The problem seems to be that within a single pid, it goes throught the motions of trying to post a file twice, and on the second pass, something is corrupt.
The second call can be triggerred by presence of copy_file_range(), or close() entry points... being present... either one will call double calls.
There's nothing wrong with calling it twice. it should not crash anyways. So the fix above just prevents the condition that triggers the core dump from arising, does not fix anything.
fractal% grep -a file2message shim_post.log
2024-11-09 12:13:40,012 [DEBUG] shim file2message start with: /home/peter/test/hoho_my_darling.txt sb=0x7ffe947737d0 islnk=0, isdir=0, isreg=1
fractal%
when it crashes, there is a second call to file2message_start.
OK.. that seems to agree with older versions also... older versions are only trying to post the file once... so they don't crash. Repeated test on ubuntu 18 and it does not crash and only calls file2message start once.
as expected, if I remove atexit processing, it does not dump core either... (but we miss some posts in other circumstances... so it's a call to post something during atexit processing that triggers it.)
so this is the prototype branch: https://github.com/MetPX/sarrac/tree/issue111_3
that would be a merge candidate... but the underlying problem is not fixed. It just has fixes that might have been the cause, but aren't but are good anyways:
have this commit f17b47753e49820d36195fa8b345a110c5b7d372 which replaces the entire OPENSSL API in use to match the example from 22.04, but when I try it on ubuntu 18.04... it doesn't work, so had to revert. Didn't fix it anyways.
Making a similar replacement in the minimal case DID fix it.
OK, found a way to demonstrate there is a memory leak in the openssl stuff... using the old code (in issue111_3 branch)
vi Makefile # ... add --leak-check=full to valgrind line.
make
make test_shim_post
make trust_but_verify # might have to run two or three times... timing issue.
make trust_but_verify
there was a local_post.conf file missing that is needed by trust_but_verify. by invoking test_shim_post first, it finds that file and runs properly... leading us to reports of bytes being lost in the ssl library:
==2712403== 1 bytes in 1 blocks are indirectly lost in loss record 1 of 14
==2712403== at 0x4846828: malloc (in /usr/libexec/valgrind/vgpreload_memcheck-amd64-linux.so)

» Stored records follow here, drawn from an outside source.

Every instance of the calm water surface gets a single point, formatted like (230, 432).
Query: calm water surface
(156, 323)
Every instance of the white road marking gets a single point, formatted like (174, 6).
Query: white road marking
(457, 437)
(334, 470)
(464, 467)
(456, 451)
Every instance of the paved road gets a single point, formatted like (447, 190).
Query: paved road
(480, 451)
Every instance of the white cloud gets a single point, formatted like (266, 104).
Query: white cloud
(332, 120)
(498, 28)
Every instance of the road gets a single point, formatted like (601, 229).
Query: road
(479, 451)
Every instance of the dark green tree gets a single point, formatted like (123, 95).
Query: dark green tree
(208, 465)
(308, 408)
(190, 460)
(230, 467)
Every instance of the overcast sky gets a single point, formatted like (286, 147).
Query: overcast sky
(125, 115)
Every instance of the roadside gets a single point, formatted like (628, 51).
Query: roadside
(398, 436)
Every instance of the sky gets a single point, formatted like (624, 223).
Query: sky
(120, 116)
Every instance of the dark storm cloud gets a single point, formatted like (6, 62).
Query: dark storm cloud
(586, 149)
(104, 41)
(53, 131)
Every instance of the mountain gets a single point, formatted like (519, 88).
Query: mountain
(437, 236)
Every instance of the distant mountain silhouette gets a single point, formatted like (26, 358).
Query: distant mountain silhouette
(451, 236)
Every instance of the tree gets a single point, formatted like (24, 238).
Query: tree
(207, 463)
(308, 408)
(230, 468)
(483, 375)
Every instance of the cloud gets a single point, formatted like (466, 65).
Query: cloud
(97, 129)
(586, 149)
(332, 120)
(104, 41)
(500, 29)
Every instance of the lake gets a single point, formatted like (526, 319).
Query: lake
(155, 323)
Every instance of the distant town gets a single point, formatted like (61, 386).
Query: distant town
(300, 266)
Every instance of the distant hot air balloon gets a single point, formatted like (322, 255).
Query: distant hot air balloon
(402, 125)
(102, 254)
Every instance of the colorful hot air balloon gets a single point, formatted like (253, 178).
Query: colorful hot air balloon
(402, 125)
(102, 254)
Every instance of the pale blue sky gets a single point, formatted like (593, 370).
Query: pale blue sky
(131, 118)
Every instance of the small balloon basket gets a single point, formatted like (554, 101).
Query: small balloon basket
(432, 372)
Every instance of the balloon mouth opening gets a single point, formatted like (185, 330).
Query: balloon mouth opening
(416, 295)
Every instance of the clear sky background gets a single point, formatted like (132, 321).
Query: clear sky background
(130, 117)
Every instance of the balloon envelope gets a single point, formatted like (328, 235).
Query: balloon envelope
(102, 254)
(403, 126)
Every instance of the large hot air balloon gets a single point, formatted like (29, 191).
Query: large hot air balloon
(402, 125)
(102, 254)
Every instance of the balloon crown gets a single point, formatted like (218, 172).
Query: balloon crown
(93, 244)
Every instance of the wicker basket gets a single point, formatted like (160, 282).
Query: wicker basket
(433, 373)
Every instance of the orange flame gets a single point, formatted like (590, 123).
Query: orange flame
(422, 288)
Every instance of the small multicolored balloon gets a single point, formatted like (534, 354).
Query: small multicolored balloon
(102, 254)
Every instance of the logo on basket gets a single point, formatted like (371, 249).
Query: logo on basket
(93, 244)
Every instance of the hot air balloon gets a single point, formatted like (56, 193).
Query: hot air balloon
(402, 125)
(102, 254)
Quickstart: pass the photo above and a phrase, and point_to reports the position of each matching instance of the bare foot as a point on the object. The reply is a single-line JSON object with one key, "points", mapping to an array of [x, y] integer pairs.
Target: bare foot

==2712403== by 0x5227270: ??? (in /usr/lib/x86_64-linux-gnu/libcrypto.so.3)
==2712403== by 0x521754F: ??? (in /usr/lib/x86_64-linux-gnu/libcrypto.so.3)
==2712403== by 0x52171E6: ??? (in /usr/lib/x86_64-linux-gnu/libcrypto.so.3)
==2712403== by 0x5226F96: ??? (in /usr/lib/x86_64-linux-gnu/libcrypto.so.3)
==2712403== by 0x5217337: ??? (in /usr/lib/x86_64-linux-gnu/libcrypto.so.3)
==2712403== by 0x52176D8: ??? (in /usr/lib/x86_64-linux-gnu/libcrypto.so.3)
==2712403== by 0x51F2804: ??? (in /usr/lib/x86_64-linux-gnu/libcrypto.so.3)
==2712403== by 0x51F2AE3: ??? (in /usr/lib/x86_64-linux-gnu/libcrypto.so.3)
==2712403== by 0x51DB7E1: EVP_MD_fetch (in /usr/lib/x86_64-linux-gnu/libcrypto.so.3)
==2712403== by 0x51DC090: ??? (in /usr/lib/x86_64-linux-gnu/libcrypto.so.3)
==2712403== by 0x487B294: sr_set_sumstr (sr_util.c:854)
==2712403==
note that sr_util.c:854 is just: EVP_DigestInit_ex(ctx, md, NULL); This is repeated a number of times.
So... when this is called a couple of times, sometimes there is a core dump. What can I do about that?
oh... that commit replacing the usage of the openSSL stack? there is no leak with that f17b47753e49820d36195fa8b345a110c5b7d372
but it doesn't work on 18.04 (libssl-1.1 instead of 3.0.x), and it doesn't fix the crash. Hmm...
so one error in the tests, with a binary crashing. Don't know if it is the laptop, or the OS, or something in the environment... did a git bisection, and the issues is not new, it crashed in all versions going back three months.
looking at the log of the script itself:
no ideas what is special about this laptop... noting for later investigation.